Nitrogen oxide (NOx) emissions from planes in Europe are expected to increase by 43% over the next 20 years, according to a new European Union study.

Heathrow airport is one European airport currently in the running for expansion (photo: EQRoy /

Heathrow airport is one European airport currently in the running for expansion (photo: EQRoy /

The European Environment Agency’s (EEA) first aviation environmental report, published last week (January 29), claims that NOx emission from Europe’s aviation sector doubled between 1990 and 2014, and they are expected to grow by a further 43% between 2014 and 2035.

This growth in emissions from the sector is in part due to the 80% increase in the number of flights since 1990, which is also expected to continue increasing by another 45% by 2035.

Indeed, by 2035 the EEA estimates that in the absence of continuing efforts, 20 major EU airports could face “significant” and related environmental impacts due to air traffic growth.

It comes as the government carries out further assessment on the potential air quality and environmental impacts of expanding UK airport capacity at either Heathrow or Gatwick, with its final decision on the issue delayed until later this year (see story).


While the EEA report concedes that today’s aircraft are quieter and produce fewer emissions than their equivalents 30 years’ ago, it argues that plane fleets in Europe are “slowly ageing”, with the rate of technological improvement failing to keep pace with the historic growth in demand for air travel.

The limited success in developing alternative, lower-emission plane fuels is highlights as just one example of this.

Future growth in the European aviation sector is therefore “inextricably linked to its environmental sustainability”, according to the EEA, which believes that the environmental challenge for the aviation sector is set to increase further.


The EEA said it does expect technological improvements, further work on alternative fuels and additional stricter standards aimed at curbing aviation emissions of particulate matter and CO2 emissions in the near future.

Nevertheless, the report – which also looks at the impact of the aviation sector on CO2 and climate change – calls for a “comprehensive and effective” package of measures to address the environmental challenge based on reliable, accessible information.
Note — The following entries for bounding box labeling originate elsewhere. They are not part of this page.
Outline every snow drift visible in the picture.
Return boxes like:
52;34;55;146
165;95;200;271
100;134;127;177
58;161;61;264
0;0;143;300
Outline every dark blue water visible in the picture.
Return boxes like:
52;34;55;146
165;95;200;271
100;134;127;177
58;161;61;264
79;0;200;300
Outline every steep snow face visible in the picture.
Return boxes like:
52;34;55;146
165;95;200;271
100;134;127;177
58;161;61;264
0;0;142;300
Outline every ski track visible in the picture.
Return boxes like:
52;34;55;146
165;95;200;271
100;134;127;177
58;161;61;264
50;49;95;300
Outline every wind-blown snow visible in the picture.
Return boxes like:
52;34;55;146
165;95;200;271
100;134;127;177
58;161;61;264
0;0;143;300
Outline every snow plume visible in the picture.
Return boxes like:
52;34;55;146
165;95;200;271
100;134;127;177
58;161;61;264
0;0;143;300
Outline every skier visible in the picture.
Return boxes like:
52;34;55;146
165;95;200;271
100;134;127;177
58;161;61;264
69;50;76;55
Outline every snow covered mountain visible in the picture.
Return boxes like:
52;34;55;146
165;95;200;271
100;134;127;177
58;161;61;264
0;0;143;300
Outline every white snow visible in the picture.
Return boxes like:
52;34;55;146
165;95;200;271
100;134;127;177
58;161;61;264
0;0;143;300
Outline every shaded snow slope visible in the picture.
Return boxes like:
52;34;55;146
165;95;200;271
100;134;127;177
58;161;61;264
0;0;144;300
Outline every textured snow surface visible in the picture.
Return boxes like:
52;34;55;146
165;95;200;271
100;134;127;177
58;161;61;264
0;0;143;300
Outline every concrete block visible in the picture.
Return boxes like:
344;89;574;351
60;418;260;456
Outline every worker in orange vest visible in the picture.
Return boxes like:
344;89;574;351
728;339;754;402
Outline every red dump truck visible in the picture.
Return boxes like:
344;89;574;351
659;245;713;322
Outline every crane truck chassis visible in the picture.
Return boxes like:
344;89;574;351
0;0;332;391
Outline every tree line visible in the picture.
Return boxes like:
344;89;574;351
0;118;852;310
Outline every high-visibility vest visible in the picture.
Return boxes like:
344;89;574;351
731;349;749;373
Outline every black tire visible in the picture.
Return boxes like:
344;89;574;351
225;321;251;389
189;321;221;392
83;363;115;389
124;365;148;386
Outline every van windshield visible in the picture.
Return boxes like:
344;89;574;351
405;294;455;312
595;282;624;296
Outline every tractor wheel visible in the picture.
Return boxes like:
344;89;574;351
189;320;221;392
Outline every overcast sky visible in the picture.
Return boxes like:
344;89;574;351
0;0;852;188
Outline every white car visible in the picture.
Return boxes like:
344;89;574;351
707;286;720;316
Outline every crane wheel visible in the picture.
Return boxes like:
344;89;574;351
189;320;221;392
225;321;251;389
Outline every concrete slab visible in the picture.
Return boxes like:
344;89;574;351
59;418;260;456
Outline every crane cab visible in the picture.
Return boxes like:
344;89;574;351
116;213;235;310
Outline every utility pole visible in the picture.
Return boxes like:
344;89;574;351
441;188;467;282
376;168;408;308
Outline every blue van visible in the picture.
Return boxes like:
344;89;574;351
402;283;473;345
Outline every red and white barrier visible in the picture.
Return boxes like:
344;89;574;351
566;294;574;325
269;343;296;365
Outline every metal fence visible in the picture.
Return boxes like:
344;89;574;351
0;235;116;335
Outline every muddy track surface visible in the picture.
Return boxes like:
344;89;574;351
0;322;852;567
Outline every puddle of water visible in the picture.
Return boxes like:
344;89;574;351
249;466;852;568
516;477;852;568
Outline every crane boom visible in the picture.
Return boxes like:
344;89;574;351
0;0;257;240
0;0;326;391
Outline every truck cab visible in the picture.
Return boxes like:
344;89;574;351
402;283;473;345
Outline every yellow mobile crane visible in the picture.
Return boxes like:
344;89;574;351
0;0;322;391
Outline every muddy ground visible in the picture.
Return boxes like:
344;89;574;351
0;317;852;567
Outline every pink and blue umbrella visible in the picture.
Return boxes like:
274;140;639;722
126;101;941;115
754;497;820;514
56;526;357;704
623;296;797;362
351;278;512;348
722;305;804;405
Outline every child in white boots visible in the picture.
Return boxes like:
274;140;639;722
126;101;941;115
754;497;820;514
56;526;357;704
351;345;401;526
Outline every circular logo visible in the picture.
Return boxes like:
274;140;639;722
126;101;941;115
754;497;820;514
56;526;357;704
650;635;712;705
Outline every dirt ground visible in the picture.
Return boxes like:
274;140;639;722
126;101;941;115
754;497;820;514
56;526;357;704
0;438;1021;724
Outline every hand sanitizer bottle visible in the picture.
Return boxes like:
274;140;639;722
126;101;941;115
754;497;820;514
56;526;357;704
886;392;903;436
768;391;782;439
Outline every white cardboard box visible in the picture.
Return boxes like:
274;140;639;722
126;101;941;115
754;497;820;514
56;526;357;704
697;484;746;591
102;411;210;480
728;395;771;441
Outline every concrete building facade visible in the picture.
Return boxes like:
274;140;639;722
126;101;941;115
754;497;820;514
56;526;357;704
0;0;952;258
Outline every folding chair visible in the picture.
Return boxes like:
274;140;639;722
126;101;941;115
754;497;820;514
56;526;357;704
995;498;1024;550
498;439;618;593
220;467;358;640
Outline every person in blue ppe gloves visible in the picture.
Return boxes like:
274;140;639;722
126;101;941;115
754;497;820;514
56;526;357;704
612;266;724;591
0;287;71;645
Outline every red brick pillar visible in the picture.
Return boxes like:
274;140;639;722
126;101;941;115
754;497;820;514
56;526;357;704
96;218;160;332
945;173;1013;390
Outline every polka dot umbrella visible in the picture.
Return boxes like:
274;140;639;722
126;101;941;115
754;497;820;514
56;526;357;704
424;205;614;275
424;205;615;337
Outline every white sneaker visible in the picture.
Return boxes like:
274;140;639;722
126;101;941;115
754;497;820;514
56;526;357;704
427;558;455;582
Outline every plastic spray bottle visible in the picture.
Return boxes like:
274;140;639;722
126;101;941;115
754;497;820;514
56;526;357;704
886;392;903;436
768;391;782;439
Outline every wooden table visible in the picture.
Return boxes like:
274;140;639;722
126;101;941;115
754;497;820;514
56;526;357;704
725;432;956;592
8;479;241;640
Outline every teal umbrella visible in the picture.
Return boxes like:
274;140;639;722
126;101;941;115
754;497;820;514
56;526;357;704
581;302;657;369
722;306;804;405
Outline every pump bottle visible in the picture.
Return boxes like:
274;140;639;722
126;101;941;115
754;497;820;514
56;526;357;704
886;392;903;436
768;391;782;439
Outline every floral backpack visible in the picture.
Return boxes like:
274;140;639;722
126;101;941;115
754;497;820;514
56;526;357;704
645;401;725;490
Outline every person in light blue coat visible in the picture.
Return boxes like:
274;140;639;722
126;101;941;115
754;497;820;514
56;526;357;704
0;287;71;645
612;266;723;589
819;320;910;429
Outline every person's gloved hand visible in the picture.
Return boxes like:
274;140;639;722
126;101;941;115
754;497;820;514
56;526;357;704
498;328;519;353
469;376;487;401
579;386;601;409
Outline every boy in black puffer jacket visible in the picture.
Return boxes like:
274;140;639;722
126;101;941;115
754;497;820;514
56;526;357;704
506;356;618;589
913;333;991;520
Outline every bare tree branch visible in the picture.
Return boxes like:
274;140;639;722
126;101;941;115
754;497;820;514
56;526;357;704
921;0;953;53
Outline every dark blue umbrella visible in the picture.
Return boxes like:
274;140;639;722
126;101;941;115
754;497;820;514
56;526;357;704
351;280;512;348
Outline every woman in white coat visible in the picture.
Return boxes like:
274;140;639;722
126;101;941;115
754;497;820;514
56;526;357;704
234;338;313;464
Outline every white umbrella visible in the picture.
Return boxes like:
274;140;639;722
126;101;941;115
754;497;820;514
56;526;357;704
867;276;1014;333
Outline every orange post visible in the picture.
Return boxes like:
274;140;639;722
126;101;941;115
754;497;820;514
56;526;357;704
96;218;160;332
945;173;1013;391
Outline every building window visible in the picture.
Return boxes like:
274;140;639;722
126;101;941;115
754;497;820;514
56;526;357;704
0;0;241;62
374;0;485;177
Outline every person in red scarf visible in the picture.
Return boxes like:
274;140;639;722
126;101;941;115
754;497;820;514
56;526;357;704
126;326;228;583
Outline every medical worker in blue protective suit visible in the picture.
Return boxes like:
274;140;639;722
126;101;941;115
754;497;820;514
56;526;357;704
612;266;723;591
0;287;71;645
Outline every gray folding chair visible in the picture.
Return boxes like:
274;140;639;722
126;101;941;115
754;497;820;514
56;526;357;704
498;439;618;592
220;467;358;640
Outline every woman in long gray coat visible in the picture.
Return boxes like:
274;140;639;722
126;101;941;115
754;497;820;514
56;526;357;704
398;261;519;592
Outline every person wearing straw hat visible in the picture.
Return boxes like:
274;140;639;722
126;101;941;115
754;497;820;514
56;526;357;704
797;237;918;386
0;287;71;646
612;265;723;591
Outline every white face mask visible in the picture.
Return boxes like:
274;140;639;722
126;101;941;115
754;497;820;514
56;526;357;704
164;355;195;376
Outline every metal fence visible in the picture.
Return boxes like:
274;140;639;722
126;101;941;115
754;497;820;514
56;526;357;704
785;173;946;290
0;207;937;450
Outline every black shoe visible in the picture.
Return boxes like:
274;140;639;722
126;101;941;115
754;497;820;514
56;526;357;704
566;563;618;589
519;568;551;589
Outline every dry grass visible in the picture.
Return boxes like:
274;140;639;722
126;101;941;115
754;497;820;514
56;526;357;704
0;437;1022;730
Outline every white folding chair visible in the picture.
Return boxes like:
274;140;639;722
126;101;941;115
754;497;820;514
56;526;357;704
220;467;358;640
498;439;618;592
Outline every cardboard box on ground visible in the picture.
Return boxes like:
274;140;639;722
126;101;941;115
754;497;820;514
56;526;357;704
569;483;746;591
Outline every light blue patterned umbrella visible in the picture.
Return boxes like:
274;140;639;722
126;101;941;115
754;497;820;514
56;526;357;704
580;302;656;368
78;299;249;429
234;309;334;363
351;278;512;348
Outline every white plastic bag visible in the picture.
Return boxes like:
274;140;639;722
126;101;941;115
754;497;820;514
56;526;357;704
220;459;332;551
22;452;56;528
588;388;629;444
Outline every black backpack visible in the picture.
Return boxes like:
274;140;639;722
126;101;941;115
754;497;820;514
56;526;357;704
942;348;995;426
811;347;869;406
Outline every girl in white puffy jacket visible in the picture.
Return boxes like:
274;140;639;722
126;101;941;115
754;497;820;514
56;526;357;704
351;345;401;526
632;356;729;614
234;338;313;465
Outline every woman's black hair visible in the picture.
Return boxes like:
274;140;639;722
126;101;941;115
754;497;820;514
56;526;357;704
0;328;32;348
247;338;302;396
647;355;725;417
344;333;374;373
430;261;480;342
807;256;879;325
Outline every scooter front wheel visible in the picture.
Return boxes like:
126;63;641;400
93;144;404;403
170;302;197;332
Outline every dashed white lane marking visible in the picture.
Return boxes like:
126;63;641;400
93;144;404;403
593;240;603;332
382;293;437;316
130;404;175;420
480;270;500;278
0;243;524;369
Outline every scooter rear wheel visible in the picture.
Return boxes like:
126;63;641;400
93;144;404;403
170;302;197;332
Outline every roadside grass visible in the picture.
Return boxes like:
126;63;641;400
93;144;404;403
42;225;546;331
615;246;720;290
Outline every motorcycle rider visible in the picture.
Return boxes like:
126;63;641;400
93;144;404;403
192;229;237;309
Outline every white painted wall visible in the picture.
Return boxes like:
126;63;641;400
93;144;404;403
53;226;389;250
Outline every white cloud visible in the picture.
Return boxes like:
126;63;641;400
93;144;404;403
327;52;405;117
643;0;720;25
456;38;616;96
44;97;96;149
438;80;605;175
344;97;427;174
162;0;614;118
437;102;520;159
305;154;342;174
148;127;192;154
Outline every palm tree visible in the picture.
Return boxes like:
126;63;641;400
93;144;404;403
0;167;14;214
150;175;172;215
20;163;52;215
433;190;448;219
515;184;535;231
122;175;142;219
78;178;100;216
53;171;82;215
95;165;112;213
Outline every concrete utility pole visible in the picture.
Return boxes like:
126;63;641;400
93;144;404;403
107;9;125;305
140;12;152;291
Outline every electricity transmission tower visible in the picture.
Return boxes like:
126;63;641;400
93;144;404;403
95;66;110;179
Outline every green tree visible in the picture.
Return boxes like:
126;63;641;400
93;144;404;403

EEA executive director, Hans Bruyninckx, said: “It is clear that Europe’s aviation sector has an increasing impact on our health and environment. While aviation plays an important economic and social role, its increasing popularity will lead to higher greenhouse gas emissions, air pollution and noise. These are key challenges Europe’s aviation experts and policy makers need to address to create a more sustainable sector.”

The report is the result of a close collaboration between the European Commission, the European Aviation Safety Agency (EASA) the European Environment Agency (EEA) and Eurocontrol. It is intended that the document will become a regular overview of the aviation sector in order to plan suitable policy making measures.